What Postgres & Redshift represent are are two different products for two very different problems. Postgres is good for small sets of transactional data like orders in a shopping cart system (less than 1TB). Redshift is good for big sets of data involving user behavior and clickstream analysis (greater than 1TB). I would not want to manage clickstream data on a single instance of Postgres nor would I want to manage an order system in Redshift.
A better test of Redshift would be to see how it compares to Asterdata...particularly with both in AWS. That should be telling.
With that being said, I'd be interested to see how RedShift compares to Impala.
* You're measuring request latency.
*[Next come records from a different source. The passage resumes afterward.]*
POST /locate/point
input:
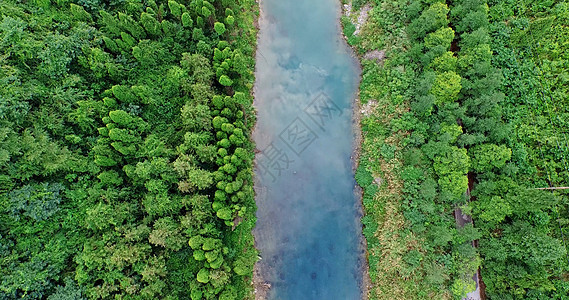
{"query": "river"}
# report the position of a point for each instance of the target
(308, 230)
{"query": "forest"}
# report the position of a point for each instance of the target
(126, 162)
(470, 116)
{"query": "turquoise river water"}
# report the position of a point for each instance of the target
(308, 229)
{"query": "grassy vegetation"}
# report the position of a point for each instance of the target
(125, 156)
(466, 90)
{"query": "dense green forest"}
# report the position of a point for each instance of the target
(125, 155)
(468, 111)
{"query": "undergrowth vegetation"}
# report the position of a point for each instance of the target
(468, 110)
(125, 155)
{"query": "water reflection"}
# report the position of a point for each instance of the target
(308, 228)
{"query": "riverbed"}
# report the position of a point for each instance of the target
(308, 229)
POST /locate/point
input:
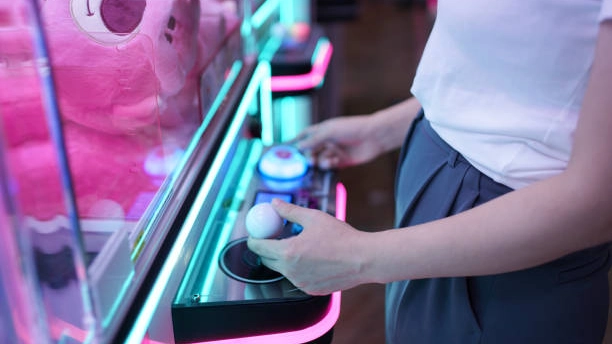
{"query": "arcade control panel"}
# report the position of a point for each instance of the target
(240, 297)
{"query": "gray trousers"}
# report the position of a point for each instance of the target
(564, 301)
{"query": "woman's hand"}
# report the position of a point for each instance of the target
(353, 140)
(340, 142)
(326, 256)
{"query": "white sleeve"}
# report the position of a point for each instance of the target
(606, 10)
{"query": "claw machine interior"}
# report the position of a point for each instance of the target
(133, 138)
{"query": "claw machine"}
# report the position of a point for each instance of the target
(132, 134)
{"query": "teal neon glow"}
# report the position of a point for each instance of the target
(228, 183)
(270, 48)
(118, 300)
(227, 85)
(287, 16)
(265, 11)
(243, 184)
(265, 100)
(262, 73)
(229, 81)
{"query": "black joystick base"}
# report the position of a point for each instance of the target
(242, 264)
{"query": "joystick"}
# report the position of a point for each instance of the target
(263, 222)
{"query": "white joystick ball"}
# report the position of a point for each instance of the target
(263, 222)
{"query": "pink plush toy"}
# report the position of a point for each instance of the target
(127, 79)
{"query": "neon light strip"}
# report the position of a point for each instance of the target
(146, 313)
(313, 79)
(267, 113)
(341, 196)
(315, 331)
(235, 70)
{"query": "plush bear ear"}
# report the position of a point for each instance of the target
(122, 17)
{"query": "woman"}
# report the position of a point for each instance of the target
(502, 195)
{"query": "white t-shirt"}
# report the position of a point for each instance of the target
(502, 81)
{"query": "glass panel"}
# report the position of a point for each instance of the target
(38, 191)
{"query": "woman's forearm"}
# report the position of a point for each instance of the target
(393, 122)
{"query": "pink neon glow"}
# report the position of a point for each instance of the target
(317, 330)
(341, 197)
(284, 83)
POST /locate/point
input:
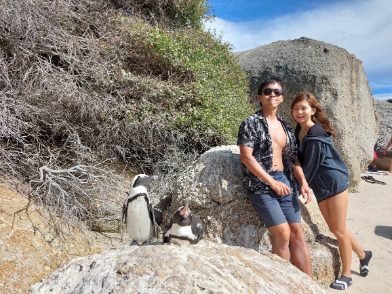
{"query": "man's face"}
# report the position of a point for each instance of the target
(271, 96)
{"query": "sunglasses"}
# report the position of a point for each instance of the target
(268, 91)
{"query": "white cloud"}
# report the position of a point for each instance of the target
(364, 28)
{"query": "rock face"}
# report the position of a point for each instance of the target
(384, 113)
(213, 187)
(203, 268)
(337, 79)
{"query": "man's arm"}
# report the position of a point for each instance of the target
(255, 168)
(304, 186)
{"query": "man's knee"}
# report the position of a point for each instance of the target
(280, 234)
(297, 233)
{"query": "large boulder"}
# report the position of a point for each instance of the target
(213, 186)
(338, 80)
(203, 268)
(384, 112)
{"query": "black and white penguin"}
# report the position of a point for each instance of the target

What part of that (for RedShift) is due to the network? (EDIT: I re-read and saw you're using `SELECT 1` as a gauge for round-trip latency and subtracting it from the results. Are you only doing this for RedShift, or also for local PostgreSQL? To me, it seems like that heuristic is over broad -- it encapsulates not only network latency, but syscall overhead, query parsing, etc).
* In your tests, PostgreSQL without indices performs on-par with RedShift. Does RedShift not support indexing? Is there some metric you're trying to show by not using indices? As designed, this benchmark does not map to any use-case I've ever seen.
* Not sure about the index support. Didn't try.
My idea was quite simple. I have some data at work (databases up to 30GB). Sometimes we hope to find something better. The main question was - will RedShift help, will it be radically faster? Will it be radically easier?
The answer for me - no, it won't help in my case, we need that 30GB data in real time, it looks like RedShift is more when you have 1TB+ data. Yes, it is radically easier.
> Amazon Redshift doesn’t require indexes or materialized views and so uses less space than traditional relational database systems.
Reading through the rest of their FAQ, it sounds like they echo your conclusion -- RedShift shines the most for use-cases where the dataset is large enough that, to use PostgreSQL, you'd have to shard out multiple instances.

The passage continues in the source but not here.